Archimedes + Prägedruck = Feine Karte · 25. November 2009
Vor zwölf Jahren habe ich für Freunde die linke dieser beiden Karten gedruckt. Zweifarbig auf Bütten und anläßlich einer Hochzeit von Freunden meiner Freunde. Diese Karte gelangte mir zufällig wieder in die Hände, und mir gefiel die Idee ausnehmend gut. Nur mit dem Entwurf war ich nicht mehr so glücklich, in zwölf Jahren verändert sich eben die Sichtweise, und mir ist die Klarheit der Proportionen damals nicht so wichtig gewesen wie heute.
Nun habe ich den Text etwas verändert und eben auch den Entwurf und eine Klappkarte gedruckt, die Schrift vom Bleisatz (es ist die kursive Walbaum) im gewöhnlichen Buchdruck, die Weltkugel im Prägedruck, denn der Druckstock ist aus Messing. Und Messing hält viel Druck aus.
Der Karton kommt aus Amerika und besteht aus reiner Baumwolle. Er ist in der Papiermaschine nicht kalandriert worden, wurde also nicht durch Stahlwalzen geschickt und nicht geglättet. Dadurch hat dieser Karton ein viel höheres Volumen, als es für ein Gewicht von 300g/m² üblich ist. Und in dieses Volumen sinkt der Druckstock sehr leicht tief ein, was den Prägeeffekt ermöglicht. Und er schlägt auf die Rückseite nicht allzu stark durch. (Neuerdings wird für das Hochdruckverfahren namens Buchdruck auch in Deutschland der englische Begriff Letterpress verwendet, gerade wenn keine Lettern zum Einsatz kommen, sondern von Platten/Klischees ein Prägedruck gefertigt wird.) Zugleich nimmt der Karton aber die Druckfarbe sehr gut an und ist auch recht gut beschreibbar.
Der Satz enthält eine kleine Raffinesse. Der Text wurde erst mittig gesetzt, dann wurde jedes Wort etwas nach rechts verschoben, und zwar um einen Punkt (0,376 mm) gegenüber der darüberstehenden Zeile. So bekommt der Text einen leichten Drall und verliert die einem Satz auf Mittelachse eigene Strenge. Hier auf dem Bild vom Bleisatz kann man das recht gut sehen an den rechts und links unterschiedlich breiten Blindmaterial-Stückelungen. Mir war wichtig, daß der Winkel, der von Text und Linie gebildet wird, nicht zu streng wirkt durch eine echte Senkrechte, also der Text nicht lotrecht steht. Aber kippen wollte ich den Text auch nicht, die Zeilen sollten parallel zum horizontalen Papierrand stehen, damit sie nicht schief aussehen. Die Lösung fand ich also in der Verschiebung der Mittelachse.

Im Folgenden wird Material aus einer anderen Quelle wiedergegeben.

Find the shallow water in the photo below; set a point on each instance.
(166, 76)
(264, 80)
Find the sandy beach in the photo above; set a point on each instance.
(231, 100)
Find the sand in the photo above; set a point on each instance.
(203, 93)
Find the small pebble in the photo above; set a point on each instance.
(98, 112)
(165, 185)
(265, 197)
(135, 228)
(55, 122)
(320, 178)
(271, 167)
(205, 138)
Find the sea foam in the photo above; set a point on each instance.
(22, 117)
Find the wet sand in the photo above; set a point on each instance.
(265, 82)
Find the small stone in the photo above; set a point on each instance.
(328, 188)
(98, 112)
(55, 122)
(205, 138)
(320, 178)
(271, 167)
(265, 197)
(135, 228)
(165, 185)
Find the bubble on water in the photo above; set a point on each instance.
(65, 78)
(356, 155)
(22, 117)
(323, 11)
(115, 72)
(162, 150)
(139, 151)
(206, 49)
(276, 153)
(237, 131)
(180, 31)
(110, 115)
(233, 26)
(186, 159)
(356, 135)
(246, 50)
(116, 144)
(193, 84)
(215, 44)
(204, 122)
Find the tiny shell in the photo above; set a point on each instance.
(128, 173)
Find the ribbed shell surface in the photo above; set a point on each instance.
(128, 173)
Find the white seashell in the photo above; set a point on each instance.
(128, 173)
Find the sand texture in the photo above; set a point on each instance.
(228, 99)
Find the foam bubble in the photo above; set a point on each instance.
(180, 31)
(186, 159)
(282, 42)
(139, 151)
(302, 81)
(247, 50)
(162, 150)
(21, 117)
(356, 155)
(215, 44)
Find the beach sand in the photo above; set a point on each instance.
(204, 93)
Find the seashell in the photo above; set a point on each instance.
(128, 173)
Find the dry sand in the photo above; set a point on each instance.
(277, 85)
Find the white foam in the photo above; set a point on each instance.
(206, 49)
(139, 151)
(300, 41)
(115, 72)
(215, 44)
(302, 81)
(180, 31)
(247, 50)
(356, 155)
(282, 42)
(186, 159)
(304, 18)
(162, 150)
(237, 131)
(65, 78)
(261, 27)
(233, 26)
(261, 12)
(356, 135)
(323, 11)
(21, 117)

Auf diesem Foto sieht man deutlich das kräftige Relief, das durch den Prägedruck entsteht. Ich werde in den nächsten Wochen eine Serie von Karten im Prägedruck oder auch Letterpress herstellen. Dies ist die erste, und für weitere haben vier Künstler und Designer schon zugesagt, Motive zu liefern. Sie werden in den nächsten Monaten erscheinen.
Hier zeige ich den Messingstempel. Er scheint schon etwas abgenutzt zu sein — schaut man genau hin, findet man eine feine Äquator-Linie, die zu flach gestochen ist, um im Druckbild erscheinen zu können.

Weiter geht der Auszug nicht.